Der Geschäftsmann fackelte dann auch nicht mehr lange, sondern beendete den Auftritt des "Mannes vom Amt" mit deutlichen Worten: "Ich hab' ihn dann rausgeschmissen." Der ungebetene Besucher habe zwar noch mit einer Anzeige gedroht, doch passiert sei seither nichts. Ob da jetzt noch etwas nachkommen könnte?

Franz Wolf kann ganz beruhigt sein. Von der Stadt Ingolstadt (und wohl auch von anderen hoheitlichen Institutionen) hat der Weinhändler in Sachen Hausfarbe nichts zu befürchten. Es sei in keiner Weise vorstellbar, dass hier wirklich ein kommunaler Mitarbeiter am Werk gewesen sei, hieß es gestern auf Anfrage aus der städtischen Pressestelle. Wenn es Auflagen und entsprechende Kontrollen bei der äußeren Gestaltung von Bauwerken gebe, dann ausschließlich in der Innenstadt, für die der Stadtrat bereits vor Jahren eine regelrechte Gestaltungssatzung erlassen hat. So soll verhindert werden, dass bei Um- und Neubauten völlig aus dem Rahmen fallende Formen, Fassaden und Dachdeckungen das Gesamtbild der großenteils historisch gewachsenen Altstadt trüben.

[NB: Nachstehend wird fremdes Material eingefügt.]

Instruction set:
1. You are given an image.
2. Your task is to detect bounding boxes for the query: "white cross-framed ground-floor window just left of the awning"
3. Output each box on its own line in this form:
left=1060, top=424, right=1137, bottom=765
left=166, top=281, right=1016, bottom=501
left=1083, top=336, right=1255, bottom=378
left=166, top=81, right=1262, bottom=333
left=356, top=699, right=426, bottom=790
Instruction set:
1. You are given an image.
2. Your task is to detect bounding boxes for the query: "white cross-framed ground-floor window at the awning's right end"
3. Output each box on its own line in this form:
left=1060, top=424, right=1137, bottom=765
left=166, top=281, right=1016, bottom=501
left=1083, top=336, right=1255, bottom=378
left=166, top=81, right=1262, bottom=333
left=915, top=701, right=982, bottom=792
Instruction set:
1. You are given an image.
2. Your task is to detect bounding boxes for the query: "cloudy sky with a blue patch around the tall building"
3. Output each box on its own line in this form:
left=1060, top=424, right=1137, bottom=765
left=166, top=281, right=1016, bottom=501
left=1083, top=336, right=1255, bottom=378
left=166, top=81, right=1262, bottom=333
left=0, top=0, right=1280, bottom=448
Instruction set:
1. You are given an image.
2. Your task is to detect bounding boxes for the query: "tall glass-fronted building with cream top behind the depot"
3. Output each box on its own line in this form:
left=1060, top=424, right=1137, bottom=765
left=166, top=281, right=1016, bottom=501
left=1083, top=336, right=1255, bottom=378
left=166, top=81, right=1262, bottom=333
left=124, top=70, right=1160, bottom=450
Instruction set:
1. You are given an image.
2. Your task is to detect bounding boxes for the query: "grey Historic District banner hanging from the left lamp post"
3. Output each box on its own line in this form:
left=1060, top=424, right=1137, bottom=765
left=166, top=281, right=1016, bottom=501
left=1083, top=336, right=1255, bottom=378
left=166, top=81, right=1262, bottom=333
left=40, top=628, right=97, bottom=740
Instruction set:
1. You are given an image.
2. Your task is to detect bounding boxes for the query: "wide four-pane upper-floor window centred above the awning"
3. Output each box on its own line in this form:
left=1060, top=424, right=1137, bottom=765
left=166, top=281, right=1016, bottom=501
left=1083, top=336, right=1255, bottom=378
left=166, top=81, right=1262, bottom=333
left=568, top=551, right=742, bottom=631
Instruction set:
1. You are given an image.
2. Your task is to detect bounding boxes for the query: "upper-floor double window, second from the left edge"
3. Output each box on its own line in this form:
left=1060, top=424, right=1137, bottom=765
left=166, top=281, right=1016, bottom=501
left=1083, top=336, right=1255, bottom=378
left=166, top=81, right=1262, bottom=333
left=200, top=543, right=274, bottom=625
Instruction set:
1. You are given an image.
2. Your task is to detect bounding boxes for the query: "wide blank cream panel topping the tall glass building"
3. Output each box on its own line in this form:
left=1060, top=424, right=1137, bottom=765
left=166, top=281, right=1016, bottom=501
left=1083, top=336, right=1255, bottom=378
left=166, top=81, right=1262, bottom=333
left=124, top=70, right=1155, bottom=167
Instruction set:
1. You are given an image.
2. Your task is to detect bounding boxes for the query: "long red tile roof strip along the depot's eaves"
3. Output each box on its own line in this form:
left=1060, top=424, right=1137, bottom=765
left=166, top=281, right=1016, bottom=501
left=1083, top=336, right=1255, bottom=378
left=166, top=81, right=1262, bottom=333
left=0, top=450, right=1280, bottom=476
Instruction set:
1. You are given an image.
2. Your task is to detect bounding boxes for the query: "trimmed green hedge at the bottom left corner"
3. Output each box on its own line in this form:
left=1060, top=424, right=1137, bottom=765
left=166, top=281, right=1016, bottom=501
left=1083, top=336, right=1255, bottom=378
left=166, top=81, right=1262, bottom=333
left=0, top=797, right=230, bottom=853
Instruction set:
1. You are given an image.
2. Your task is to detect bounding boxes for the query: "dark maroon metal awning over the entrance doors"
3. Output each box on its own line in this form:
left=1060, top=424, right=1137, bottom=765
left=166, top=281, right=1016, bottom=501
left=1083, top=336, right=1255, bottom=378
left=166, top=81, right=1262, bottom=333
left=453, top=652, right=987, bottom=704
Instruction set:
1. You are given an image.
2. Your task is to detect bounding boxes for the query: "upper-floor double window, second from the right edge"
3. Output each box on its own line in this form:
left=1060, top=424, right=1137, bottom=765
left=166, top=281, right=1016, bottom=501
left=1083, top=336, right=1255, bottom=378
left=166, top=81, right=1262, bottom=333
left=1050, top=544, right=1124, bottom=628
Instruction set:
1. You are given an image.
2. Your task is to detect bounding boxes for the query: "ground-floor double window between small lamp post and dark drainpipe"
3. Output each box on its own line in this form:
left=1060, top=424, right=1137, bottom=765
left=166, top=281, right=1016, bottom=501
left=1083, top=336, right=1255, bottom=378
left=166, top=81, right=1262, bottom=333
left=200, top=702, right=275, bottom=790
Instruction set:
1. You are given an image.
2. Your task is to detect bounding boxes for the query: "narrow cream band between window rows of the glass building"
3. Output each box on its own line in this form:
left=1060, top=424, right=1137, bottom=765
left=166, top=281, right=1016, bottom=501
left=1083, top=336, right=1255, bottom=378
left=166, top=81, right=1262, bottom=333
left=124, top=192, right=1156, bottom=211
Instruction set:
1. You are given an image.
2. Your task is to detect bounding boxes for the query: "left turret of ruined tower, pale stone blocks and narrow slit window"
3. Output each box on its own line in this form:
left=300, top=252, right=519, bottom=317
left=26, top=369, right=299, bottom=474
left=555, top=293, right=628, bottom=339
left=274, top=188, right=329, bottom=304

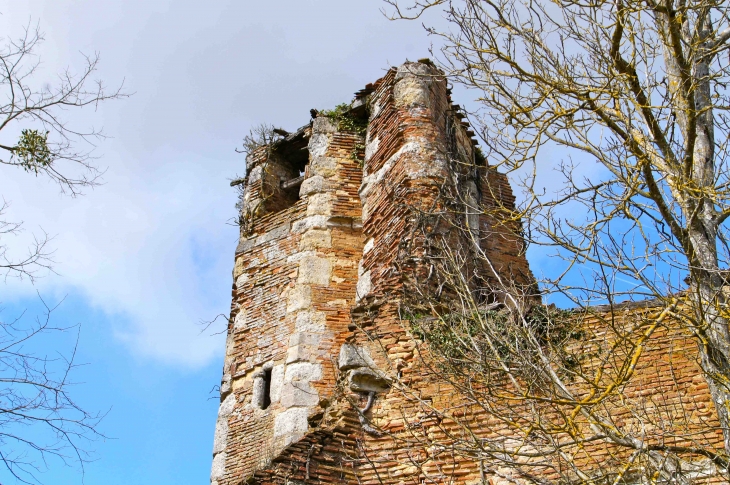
left=211, top=117, right=370, bottom=484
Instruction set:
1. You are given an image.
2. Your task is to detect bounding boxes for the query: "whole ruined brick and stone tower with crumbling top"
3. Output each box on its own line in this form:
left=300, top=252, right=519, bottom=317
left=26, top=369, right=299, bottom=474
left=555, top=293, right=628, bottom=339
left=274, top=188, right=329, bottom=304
left=211, top=61, right=531, bottom=485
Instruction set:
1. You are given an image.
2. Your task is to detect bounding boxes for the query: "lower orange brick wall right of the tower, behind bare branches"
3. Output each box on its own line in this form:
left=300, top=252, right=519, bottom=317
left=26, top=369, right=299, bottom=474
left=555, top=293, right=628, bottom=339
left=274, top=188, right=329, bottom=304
left=346, top=306, right=727, bottom=485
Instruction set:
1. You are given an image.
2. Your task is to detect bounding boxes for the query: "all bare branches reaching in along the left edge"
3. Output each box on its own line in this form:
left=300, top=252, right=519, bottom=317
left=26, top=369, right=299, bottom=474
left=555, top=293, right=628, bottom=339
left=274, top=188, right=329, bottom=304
left=0, top=18, right=128, bottom=483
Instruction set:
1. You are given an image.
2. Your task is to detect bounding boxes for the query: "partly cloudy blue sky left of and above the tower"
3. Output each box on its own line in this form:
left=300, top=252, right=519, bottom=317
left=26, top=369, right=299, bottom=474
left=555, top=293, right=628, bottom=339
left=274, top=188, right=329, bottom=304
left=0, top=0, right=430, bottom=485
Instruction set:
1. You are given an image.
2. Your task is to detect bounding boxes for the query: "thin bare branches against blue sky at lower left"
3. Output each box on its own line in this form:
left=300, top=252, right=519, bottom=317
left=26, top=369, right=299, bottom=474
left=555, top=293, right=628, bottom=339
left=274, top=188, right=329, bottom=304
left=0, top=299, right=104, bottom=483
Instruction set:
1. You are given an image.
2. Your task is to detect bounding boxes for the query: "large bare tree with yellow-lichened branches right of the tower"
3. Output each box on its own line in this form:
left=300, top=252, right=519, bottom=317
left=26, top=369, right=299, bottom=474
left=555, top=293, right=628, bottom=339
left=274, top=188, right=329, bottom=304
left=376, top=0, right=730, bottom=483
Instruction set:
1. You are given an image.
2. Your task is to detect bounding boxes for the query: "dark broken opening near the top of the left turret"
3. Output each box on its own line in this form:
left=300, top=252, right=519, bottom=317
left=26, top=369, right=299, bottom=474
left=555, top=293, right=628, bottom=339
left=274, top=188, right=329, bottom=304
left=262, top=129, right=309, bottom=212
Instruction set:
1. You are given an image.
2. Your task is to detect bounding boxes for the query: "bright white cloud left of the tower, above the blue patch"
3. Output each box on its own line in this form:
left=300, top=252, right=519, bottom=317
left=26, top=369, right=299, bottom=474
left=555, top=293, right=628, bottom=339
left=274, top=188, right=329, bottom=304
left=4, top=145, right=237, bottom=365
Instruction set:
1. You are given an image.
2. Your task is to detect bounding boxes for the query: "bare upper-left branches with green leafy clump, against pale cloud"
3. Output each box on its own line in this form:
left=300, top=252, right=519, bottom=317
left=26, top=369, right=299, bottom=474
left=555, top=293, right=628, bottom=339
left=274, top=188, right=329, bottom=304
left=0, top=22, right=128, bottom=281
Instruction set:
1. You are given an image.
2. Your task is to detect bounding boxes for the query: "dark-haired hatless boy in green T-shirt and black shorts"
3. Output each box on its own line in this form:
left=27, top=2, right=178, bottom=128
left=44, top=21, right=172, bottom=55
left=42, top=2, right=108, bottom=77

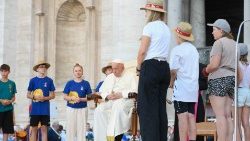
left=0, top=64, right=16, bottom=141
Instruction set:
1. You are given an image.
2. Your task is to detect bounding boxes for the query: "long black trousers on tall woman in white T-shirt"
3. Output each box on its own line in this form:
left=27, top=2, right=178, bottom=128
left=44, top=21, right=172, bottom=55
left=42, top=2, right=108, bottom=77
left=137, top=59, right=170, bottom=141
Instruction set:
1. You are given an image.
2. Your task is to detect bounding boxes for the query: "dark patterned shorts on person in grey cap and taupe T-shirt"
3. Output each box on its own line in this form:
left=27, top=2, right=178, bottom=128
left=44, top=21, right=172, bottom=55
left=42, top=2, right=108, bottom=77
left=207, top=76, right=235, bottom=99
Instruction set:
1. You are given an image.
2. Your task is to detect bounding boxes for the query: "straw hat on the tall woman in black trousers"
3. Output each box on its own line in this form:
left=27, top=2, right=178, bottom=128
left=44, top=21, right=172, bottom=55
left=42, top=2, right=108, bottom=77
left=140, top=0, right=166, bottom=13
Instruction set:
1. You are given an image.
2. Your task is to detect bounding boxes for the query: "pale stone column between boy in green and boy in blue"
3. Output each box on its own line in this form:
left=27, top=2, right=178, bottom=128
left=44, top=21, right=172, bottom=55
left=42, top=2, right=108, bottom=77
left=15, top=0, right=33, bottom=124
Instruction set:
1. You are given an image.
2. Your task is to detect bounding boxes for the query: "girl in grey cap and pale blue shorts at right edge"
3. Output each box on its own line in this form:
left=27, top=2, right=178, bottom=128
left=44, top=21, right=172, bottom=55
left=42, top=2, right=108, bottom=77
left=236, top=43, right=250, bottom=141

In den Stadtvierteln könnten allenfalls bei älteren Bebauungsplänen da und dort gewisse Rahmenbedingungen vorgegeben sein, erläutert Stadtsprecherin Ingrid Schmutzler. In neueren Plänen sei die Gestaltungsfreiheit in aller Regel wesentlich weiter gefasst - wie ja auch der Blick in viele Neubauviertel zeigt. Dass entlang der Münchener Straße mit ihren mittlerweile doch recht vielen modernen Neubauten irgendeine Farbskala für Fassaden amtlich vorgegeben sein könnte, schließt die Pressestelle praktisch aus.

Dann war es wohl doch ein etwas zudringlicher Kritiker aus der weiteren Nachbarschaft, der sich mit Franz Wolf einen etwas verunglückten Scherz erlauben wollte. Ein unmittelbarer Nachbar war es jedenfalls nicht, ist sich der Geschäftsmann sicher - "die kenne ich ja alle". Dass er mit seinem recht auffälligen Grün als Fassadenfarbe vielleicht nicht jeden Betrachter überzeugt, ist dem 54-Jährigen zwar bewusst, aber auch ziemlich egal. Er betont, dass das Haus seiner Familie (es steht seit 1920) schon in früheren Jahrzehnten grün gestrichen war - nach einer Gelbphase sei man nun eben zu Grün zurückgekehrt.

Gespannt sein dürfen die Nachbarn und alle, die es irgendwie interessiert, aber schon auf den nächsten Akt der Fassadengestaltung. Noch in diesem Herbst, so verrät Wolf, soll am Wohn- und Geschäftshaus eine Landschaftsmalerei nach südtiroler Vorbild aufgebracht werden. Der Weinhändler schwärmt bereits von dem ausgesuchten Motiv - und ist gespannt, welcher "amtliche" Kontrolleur danach auftaucht.